“When Boy Meets Girl”: a introdução que continua como vencedor convicto da maior das histórias que o Cinema pode-nos oferecer, converte-se no dano colateral deste “Test Pattern”. Um filme-denúncia que descura de qualquer foco exclusivo no seu tema / objeto, deixando o panfleto escancarado de lado e valorizando-se numas das grandes ferramentas da mais jovem das artes – o de inquietar o espectador.
A primeira longa-metragem de Shatara Michelle Ford aparenta ser um romance desmedido e de uma fé inabalável na sua própria natureza. Dois estranhos, nada de relacionado, conhecem-se, trocam impressões e embarcam numa viagem emocional, uma relação que se adivinha sólida, cúmplice e quase confidencial. O tempo passa para estes “pombinhos”, os laços criados assemelham a vincadas raízes. Porém, algo os abala. Uma noite de folia por parte dela – Renesha (Brittany S. Hall, da série “Ballers”) – termina num sexo não consentido com um desconhecido. Suspeitando de que a sua namorada tenha sido drogada e através disso abusada, Evan (Will Brill, da série “The OA”) a pressiona a fazer um “rape kit”, que para quem desconhece, é um pacote de itens usados nos centros hospitalares para coletar e preservar evidências físicas direcionadas para provas forenses na investigação de violação.
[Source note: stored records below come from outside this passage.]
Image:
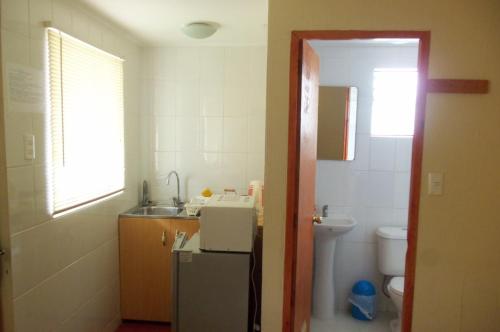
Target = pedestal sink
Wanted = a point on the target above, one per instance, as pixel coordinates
(325, 235)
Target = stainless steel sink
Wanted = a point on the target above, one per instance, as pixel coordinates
(157, 212)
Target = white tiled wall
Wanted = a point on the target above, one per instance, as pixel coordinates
(65, 271)
(204, 116)
(374, 188)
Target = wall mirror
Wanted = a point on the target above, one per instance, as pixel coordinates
(337, 122)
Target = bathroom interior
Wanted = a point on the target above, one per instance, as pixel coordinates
(192, 123)
(366, 114)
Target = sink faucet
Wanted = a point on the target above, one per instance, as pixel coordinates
(145, 194)
(324, 211)
(177, 200)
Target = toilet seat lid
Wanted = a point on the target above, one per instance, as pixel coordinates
(397, 285)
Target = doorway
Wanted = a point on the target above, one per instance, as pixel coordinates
(299, 229)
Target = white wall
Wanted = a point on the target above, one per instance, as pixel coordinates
(204, 116)
(374, 188)
(65, 271)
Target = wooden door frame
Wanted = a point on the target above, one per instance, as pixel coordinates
(297, 39)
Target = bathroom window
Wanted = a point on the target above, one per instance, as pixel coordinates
(394, 98)
(86, 120)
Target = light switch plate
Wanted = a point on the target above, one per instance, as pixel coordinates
(29, 146)
(435, 185)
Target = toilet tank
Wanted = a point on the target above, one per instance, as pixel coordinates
(391, 247)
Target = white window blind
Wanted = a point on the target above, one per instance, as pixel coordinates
(394, 98)
(86, 103)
“Test Pattern” debate com um jeito perversamente caricato em atingir esse objetivo, ora por meios de labirintos burocráticos, por escassez de recursos, algum estigma à mistura (o facto da protagonista / vitima ser negra atribui um expoente agravado a toda a esta situação) ou incompetência dos agentes de saúde. Uma “tempestade perfeita” que vai, além de desgastar esta relação que corre em oposição ao relógio, desaba as suas pontes de união enquanto casal.
A realizadora Shatara Michelle Ford é sensível e, em certa parte, calculista em cunhar num meio de um acelerado turbilhão um enfoque às frustrações e à impotência destas personagens perante um sistema que os alberga e que, mesmo assim, dificulta a sua acessibilidade. Como filme-denúncia, “Test Pattern” faz um trabalho arrojado em inquietar as audiências ao invés de avançar em dissertações pedagogistas, e o faz através do mais simples gesto – representar uma experiência sem nunca deslavá-la dos seus fins dramáticos e psicológicos. Porque o objeto de estudo é o casal protagonista, o núcleo de uma órbita que corroí e corroí.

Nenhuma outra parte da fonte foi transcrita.